Stable Diffusion And Why It Matters

You might not have heard about Stable Diffusion. As of writing this article, it’s less than a few weeks old. Perhaps you’ve heard about it and some of the hubbub around it. It is an AI model that can generate images based on a text prompt or an input image. Why is it important, how do you use it, and why should you care?

This year we have seen several image generation AIs such as Dall-e 2, Imagen, and even Craiyon. Nvidia’s Canvas AI allows someone to create a crude image with various colors representing different elements, such as mountains or water. Canvas can transform it into a beautiful landscape. What makes Stable Diffusion special? For starters, it is open source under the Creative ML OpenRAIL-M license, which is relatively permissive. Additionally, you can run Stable Diffusion (SD) on your computer rather than via the cloud, accessed by a website or API. They recommend a 3xxx series NVIDIA GPU with at least 6GB of RAM to get decent results. But due to its open-source nature, patches and tweaks enable it to be CPU only, AMD powered, or even Mac friendly.

This touches on the more important thing about SD. The community and energy around it. There are dozens of repos with different features, web UIs, and optimizations. People are training new models or fine-tuning models to generate different styles of content better. There are plugins to Photoshop and Krita. Other models are incorporated into the flow, such as image upscaling or face correction. The speed at which this has come into existence is dizzying. Right now, it’s a bit of the wild west.

How do you use it?

After playing with SD on our home desktop and fiddling around with a few of the repos, we can confidently say that SD isn’t as good as Dall-E 2 when it comes to generating abstract concepts.

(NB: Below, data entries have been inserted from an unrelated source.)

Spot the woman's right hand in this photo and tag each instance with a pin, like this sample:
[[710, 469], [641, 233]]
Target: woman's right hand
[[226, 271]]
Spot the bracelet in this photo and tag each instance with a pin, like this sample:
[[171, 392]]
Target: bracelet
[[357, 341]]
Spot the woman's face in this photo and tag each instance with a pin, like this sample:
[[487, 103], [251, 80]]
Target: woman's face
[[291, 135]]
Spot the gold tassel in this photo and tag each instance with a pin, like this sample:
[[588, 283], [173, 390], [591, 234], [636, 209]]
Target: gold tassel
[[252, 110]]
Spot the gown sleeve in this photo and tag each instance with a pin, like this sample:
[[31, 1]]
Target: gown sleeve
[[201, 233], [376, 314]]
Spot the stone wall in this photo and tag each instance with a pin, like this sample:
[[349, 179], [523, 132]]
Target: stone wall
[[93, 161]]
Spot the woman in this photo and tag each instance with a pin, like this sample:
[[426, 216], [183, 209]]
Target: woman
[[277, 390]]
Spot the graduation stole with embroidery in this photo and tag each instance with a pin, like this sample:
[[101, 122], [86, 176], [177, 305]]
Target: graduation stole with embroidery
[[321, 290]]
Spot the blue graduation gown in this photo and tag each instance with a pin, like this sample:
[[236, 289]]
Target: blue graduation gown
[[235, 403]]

Boston Terrier with a mermaid tail, at the bottom of the ocean, dramatic, digital art.
Images generated by Nir Barazida

That doesn’t make it any less incredible. Many of the incredible examples you see online are cherry-picked, but the fact that you can fire up your desktop with a low-end RTX 3060 and crank out a new image every 13 seconds is mind-blowing. Step away for a glass of water, and you have ~15 images to sift through when you come back. Many of them are decent and can be iterated on (more on that later).

If you’re interested in playing around with it, go to huggingface, dreamstudio.ai, or Google collab and use their web-based interface (all currently free). Or follow a guide and get it set up on your machine (any guide we write here will be woefully out of date within a few weeks).

The real magic of SD and other image generation is human and computer interaction. Don’t think of this as a “put in a thing, get a new thing out”; the system can loop back on itself. [Andrew] recently did this, starting with a very simple drawing of Seattle. He fed this image into SD, asking for “Digital fantasy painting of the Seattle city skyline. Vibrant fall trees in the foreground. Space Needle visible. Mount Rainier in background. Highly detailed.”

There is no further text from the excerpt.